Differentiation is a fundamental concept in calculus that involves finding the rate at which a function is changing at any given point. It provides a way to calculate the slope of the tangent line to a curve, helping us understand how the function behaves locally. Consider a function \( y = f(x) \). The derivative, denoted as \( f'(x) \) or \( \frac{dy}{dx} \), represents this rate of change.

To differentiate, you should be familiar with basic derivative rules such as power rule, product rule, and quotient rule. In this exercise, we focus on the product rule, which is essential when dealing with products of functions. For any two functions \( u(x) \) and \( v(x) \), the product rule states:

• \( (uv)' = u'v + uv' \)

This allows us to find the derivative of their product. As seen in the exercise, when dealing with more than two functions, we extend this rule to include all necessary terms.

Implicit differentiation is a technique used when dealing with equations where the dependent and independent variables are interconnected. Unlike explicit differentiation, where \( y \) is isolated, implicit differentiation handles equations that tie together both \( y \) and \( x \). This becomes crucial when you can't easily solve for \( y \) in terms of \( x \).

To perform implicit differentiation, differentiate both sides of the equation with respect to \( x \). Remember, each time you differentiate a term involving \( y \), apply the chain rule to account for \( \frac{dy}{dx} \). For example, if differentiating \( y^2 \), it becomes \( 2y \cdot \frac{dy}{dx} \). This approach is seamless for functions expressed implicitly and is essential for solving complex equations as seen in our problem, particularly when dealing with \( \tan^{-1}x \) and the linked logarithmic functions.
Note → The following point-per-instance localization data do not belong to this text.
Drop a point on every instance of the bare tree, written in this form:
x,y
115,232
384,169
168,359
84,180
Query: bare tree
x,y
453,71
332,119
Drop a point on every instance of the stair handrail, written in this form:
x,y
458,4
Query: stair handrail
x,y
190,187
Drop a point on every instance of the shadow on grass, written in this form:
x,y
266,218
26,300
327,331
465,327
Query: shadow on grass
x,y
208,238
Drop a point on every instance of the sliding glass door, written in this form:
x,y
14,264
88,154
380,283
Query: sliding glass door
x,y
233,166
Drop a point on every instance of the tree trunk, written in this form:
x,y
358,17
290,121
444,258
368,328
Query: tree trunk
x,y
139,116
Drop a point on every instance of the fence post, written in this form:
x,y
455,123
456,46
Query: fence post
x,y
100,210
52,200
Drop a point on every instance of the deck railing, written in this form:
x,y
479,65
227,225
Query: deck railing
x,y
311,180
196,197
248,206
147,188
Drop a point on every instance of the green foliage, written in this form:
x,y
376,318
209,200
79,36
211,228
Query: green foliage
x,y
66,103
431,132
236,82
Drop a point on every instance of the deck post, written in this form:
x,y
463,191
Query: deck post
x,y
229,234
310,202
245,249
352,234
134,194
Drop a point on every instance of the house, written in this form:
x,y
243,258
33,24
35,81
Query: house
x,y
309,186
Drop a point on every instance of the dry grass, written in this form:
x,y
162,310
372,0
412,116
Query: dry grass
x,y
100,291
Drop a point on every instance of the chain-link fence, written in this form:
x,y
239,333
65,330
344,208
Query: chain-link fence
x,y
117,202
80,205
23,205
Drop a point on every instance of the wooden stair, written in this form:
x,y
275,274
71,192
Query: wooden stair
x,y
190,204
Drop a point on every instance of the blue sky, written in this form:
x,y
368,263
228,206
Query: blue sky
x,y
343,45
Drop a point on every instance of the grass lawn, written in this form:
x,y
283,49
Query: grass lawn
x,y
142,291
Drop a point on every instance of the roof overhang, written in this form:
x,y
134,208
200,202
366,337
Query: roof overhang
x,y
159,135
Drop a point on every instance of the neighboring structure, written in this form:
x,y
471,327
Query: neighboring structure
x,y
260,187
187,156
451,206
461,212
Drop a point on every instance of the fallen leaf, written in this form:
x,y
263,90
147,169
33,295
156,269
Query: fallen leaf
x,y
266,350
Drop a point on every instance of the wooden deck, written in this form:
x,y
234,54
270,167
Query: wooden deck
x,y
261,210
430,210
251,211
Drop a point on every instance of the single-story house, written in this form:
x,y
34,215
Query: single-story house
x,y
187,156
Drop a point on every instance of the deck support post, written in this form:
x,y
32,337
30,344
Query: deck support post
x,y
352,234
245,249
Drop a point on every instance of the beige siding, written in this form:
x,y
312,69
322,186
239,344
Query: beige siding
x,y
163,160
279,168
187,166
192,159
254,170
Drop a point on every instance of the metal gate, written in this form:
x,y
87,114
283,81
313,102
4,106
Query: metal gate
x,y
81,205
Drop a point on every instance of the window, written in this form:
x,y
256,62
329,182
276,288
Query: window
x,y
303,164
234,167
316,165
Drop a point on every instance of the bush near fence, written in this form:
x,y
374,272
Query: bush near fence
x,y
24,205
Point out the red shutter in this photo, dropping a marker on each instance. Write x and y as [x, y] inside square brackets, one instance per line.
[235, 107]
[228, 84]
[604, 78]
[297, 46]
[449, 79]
The chain rule is a powerful tool in calculus used to differentiate composite functions. When functions are nested within one another, the chain rule is your go-to method. Consider a composite function \( h(x) = f(g(x)) \). The derivative is determined by:

• \( h'(x) = f'(g(x)) \cdot g'(x) \)

Essentially, you differentiate the outer function and multiply by the derivative of the inner function.
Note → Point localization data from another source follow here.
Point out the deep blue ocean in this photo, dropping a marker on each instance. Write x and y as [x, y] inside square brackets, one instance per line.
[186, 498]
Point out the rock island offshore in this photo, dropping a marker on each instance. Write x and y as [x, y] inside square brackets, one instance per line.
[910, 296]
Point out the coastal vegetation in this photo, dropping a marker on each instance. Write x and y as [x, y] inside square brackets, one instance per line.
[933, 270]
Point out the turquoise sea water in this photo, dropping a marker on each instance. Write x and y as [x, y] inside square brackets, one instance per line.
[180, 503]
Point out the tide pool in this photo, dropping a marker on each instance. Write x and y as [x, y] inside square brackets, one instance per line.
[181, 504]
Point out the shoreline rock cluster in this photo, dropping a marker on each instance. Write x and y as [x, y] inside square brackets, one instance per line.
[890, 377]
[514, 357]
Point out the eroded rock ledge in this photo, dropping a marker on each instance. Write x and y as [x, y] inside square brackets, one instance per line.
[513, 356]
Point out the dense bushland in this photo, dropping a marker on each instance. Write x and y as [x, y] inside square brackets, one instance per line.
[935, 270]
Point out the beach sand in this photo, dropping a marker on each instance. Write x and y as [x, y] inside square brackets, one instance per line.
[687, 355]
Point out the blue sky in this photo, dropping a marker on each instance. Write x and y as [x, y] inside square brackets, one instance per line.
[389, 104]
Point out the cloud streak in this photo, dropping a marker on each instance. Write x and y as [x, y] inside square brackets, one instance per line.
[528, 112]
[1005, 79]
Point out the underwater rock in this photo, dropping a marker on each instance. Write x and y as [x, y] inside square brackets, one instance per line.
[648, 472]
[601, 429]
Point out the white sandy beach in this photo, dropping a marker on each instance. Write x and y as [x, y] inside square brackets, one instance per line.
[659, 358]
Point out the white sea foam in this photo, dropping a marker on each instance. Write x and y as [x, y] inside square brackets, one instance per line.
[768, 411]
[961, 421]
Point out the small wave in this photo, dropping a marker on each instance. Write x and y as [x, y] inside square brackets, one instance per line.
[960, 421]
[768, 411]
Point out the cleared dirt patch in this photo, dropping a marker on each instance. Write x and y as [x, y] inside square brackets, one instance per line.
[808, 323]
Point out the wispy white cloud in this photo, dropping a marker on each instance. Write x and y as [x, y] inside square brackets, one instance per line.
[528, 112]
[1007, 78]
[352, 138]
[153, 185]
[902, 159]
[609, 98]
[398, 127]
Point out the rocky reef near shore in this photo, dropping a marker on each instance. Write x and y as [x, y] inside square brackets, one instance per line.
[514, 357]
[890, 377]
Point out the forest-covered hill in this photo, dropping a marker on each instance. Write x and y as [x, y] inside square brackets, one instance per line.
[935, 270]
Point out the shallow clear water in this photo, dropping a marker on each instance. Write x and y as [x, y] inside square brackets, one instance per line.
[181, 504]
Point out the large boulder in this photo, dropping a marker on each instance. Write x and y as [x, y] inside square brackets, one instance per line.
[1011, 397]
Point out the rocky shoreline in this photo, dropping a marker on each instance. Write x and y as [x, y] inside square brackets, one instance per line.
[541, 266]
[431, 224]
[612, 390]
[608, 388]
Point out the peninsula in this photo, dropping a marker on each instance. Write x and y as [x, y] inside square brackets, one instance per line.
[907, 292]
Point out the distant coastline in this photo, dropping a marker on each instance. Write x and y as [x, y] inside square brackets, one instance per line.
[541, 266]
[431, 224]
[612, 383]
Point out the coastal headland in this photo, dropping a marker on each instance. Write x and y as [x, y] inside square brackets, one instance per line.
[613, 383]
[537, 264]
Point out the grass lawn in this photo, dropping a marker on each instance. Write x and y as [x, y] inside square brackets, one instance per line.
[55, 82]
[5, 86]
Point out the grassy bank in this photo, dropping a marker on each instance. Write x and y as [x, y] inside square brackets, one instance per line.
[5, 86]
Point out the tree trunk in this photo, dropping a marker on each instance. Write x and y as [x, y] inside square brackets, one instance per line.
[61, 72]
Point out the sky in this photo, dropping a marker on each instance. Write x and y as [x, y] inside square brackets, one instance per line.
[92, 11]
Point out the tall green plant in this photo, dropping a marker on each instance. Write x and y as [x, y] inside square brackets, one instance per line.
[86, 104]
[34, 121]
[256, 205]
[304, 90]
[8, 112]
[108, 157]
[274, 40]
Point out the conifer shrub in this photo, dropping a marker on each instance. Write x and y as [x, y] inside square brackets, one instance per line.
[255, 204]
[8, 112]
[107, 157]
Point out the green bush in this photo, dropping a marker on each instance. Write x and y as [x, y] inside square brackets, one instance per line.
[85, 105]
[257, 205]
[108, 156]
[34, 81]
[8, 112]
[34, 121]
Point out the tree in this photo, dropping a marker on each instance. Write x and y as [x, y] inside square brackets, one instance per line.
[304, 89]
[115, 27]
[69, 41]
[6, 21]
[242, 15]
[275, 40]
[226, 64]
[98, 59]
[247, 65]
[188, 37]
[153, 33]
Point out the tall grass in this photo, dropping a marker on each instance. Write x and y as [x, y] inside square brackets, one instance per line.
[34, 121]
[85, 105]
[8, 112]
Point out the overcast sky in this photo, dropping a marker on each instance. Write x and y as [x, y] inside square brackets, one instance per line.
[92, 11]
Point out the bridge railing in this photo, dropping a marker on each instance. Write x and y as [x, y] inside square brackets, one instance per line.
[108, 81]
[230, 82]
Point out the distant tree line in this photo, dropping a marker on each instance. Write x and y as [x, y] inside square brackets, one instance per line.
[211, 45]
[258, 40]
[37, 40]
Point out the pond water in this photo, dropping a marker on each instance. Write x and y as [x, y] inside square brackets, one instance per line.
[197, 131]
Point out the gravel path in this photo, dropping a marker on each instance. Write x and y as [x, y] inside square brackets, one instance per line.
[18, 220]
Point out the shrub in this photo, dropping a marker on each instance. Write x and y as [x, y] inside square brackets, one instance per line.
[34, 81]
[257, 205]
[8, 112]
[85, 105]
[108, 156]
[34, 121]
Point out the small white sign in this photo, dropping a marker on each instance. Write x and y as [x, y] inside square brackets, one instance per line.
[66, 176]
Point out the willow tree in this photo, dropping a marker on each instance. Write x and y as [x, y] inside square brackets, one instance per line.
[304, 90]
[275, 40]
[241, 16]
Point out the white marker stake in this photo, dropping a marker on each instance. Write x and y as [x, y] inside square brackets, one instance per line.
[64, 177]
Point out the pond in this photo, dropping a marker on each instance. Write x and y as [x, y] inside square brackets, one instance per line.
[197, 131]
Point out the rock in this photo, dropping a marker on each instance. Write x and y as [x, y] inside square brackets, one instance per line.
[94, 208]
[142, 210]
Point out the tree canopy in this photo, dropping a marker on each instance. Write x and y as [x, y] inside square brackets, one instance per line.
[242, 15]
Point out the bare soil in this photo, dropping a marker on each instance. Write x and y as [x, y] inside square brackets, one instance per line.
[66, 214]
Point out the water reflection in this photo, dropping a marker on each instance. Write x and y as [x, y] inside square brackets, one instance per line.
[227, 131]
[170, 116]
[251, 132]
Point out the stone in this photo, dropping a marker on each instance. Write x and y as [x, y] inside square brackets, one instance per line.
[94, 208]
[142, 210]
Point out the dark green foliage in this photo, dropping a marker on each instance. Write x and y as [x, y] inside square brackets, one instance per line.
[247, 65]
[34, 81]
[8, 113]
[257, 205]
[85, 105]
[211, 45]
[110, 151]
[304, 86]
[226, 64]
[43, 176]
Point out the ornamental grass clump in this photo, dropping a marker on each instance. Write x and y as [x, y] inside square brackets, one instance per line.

In our exercise, the chain rule is necessary for functions like \( e^x \) and \( \tan^{-1}x \), both of which are embedded or compounded with other functions. This allows the calculations of derivatives seamlessly, ensuring that every part of the function relationship is considered. Similarly, for\( ln^5(x) \), differentiation via the chain rule involves treating \( ln(x) \) as your inner function and its power as the outer function.